But living by these simple truths will help us deal with this fear:

Avoid arguing about religion. Some will try to debate trivial matters or religious doctrines or traditions. We don’t need to get caught trying to defend ourselves or our church. The focus of our discussion must be Jesus. One’s personal relationship with Jesus is the main thing–everything else is secondary and pales in significance (see 2 Tim. 2:24-26).

Study God’s Word, and witness about what Christ has done in your life. Though Tom did not believe he was William’s intellectual equal, he did know much more about the Scriptures than William.

Tom was without excuse if he didn’t know what Jesus said about Himself as the Son of God. He should and could know the promises of salvation just by studying the Bible (see 2 Tim. 2:15-16).

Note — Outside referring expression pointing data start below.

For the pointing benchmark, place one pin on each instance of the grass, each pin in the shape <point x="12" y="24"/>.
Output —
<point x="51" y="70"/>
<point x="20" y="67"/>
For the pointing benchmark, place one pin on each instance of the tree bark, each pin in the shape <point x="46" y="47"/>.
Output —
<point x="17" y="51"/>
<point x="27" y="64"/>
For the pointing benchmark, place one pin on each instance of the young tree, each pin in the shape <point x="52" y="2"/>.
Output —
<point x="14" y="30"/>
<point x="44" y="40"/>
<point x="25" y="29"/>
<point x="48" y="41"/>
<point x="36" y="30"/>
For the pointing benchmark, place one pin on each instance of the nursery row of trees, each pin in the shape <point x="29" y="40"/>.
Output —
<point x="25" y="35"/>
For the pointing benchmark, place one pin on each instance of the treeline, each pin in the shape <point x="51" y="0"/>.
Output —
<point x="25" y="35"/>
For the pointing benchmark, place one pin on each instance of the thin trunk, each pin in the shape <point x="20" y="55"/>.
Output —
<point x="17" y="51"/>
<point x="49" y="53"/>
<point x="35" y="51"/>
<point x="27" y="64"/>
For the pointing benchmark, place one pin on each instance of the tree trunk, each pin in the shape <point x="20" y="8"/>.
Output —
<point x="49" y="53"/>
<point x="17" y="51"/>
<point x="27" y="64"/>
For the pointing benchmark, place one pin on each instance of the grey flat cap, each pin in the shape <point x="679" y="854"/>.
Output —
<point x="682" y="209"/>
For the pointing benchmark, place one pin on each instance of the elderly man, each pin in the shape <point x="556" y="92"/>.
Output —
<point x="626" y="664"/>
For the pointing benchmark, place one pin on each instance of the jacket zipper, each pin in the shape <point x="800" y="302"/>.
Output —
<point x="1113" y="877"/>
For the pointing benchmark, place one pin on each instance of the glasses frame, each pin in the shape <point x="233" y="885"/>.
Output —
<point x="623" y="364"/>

We should also be able to tell others what Jesus has done in our lives. Scripture instructs us to “be ready to give a defense to everyone who asks [us] a reason for the hope that is in [us], with meekness and fear” (1 Pet. 3:15, NKJV).

Don’t be afraid. The Holy Spirit will put the right words in your mouth. Often the Holy Spirit inspires me to say things I had never thought of before. What He guides me to say is always just what the unbeliever needs to hear (see Luke 12:12).

Sharing about Jesus cuts through all the religion, dogma and ecclesiastical blunders from the Crusades and the Inquisition to the fall of present-day televangelists. Don’t fight with family about religion. Focus your conversation on the only One who matters–Jesus, the Christ.

THE FEAR OF BEING SHAMED We may fear being put to shame–or even bringing shame to Christ–when we share the gospel. While we may fear losing face or having our reputations smeared, the fact is that we have already confessed our shame and lost our reputations.

So when the wall of fear threatens to block your witness, remember these important insights:

You have nothing to fear. What can mere humans do to you when God is on your side? There is nothing your loved ones can do to harm or hurt you (see Rom. 8:31-34).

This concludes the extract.